The bond asset class remains highly valued, despite the price losses at the beginning of the year. In the portfolio context, bonds continue to play an important role as part of diversification and for managing portfolio risk. We expect the 10-year Bund yield to rise further to +0.35% at year-end 2022, as inflation in the eurozone is expected to remain above the ECB's 2% target. As the ECB does not consider the current inflation drivers to be sustainable, it plans to reduce the volume of bond purchases starting in March 2022, but there are currently no plans to raise key interest rates. It can be assumed that the ECB does not want to impose a larger increase in yields on the highly indebted countries in the euro area. However, discussions about interest rate rises are likely to become increasingly intense. For 10-year US Treasuries, we also expect an increase to 2.20%. Within the bond segment, we consider higher-yield spread products such as high-yield bonds from Europe and also from the USA to be more attractive than government bonds.
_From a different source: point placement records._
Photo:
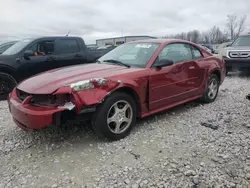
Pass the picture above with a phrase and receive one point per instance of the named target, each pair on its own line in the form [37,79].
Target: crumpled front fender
[94,96]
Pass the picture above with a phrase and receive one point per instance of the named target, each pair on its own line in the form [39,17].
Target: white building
[120,40]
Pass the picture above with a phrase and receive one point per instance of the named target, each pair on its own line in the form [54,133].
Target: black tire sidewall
[13,84]
[205,97]
[99,121]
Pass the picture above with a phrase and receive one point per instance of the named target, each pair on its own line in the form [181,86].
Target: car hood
[5,57]
[48,82]
[238,48]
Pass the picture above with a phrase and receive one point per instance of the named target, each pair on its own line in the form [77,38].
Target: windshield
[132,54]
[17,47]
[242,41]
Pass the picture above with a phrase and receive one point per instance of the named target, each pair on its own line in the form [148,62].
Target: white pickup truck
[237,55]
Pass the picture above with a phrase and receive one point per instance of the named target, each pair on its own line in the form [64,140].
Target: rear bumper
[237,64]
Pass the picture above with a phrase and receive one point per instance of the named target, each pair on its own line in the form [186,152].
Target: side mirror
[164,63]
[28,53]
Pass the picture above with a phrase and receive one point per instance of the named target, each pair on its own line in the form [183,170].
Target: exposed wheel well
[217,73]
[9,71]
[134,95]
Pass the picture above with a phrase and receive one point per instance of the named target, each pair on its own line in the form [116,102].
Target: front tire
[115,118]
[7,84]
[212,89]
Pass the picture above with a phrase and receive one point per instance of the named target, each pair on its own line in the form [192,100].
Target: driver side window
[177,52]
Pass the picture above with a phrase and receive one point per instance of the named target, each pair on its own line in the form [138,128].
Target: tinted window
[196,52]
[133,54]
[17,47]
[67,46]
[45,47]
[177,52]
[5,47]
The expected good economic development should keep high yield spreads stable. The comparatively lower duration of the HY segment also buffers to a certain extent larger yield increases in the government bond segment. In this environment, we expect Global High Yield bond default rates to remain low in 2022, between 2%-3%. For 2022, we expect continued USD strength and forecast a EUR/USD of 1.12 at year-end, especially against the backdrop of diverging monetary and interest rate policies on this and the other side of the Atlantic.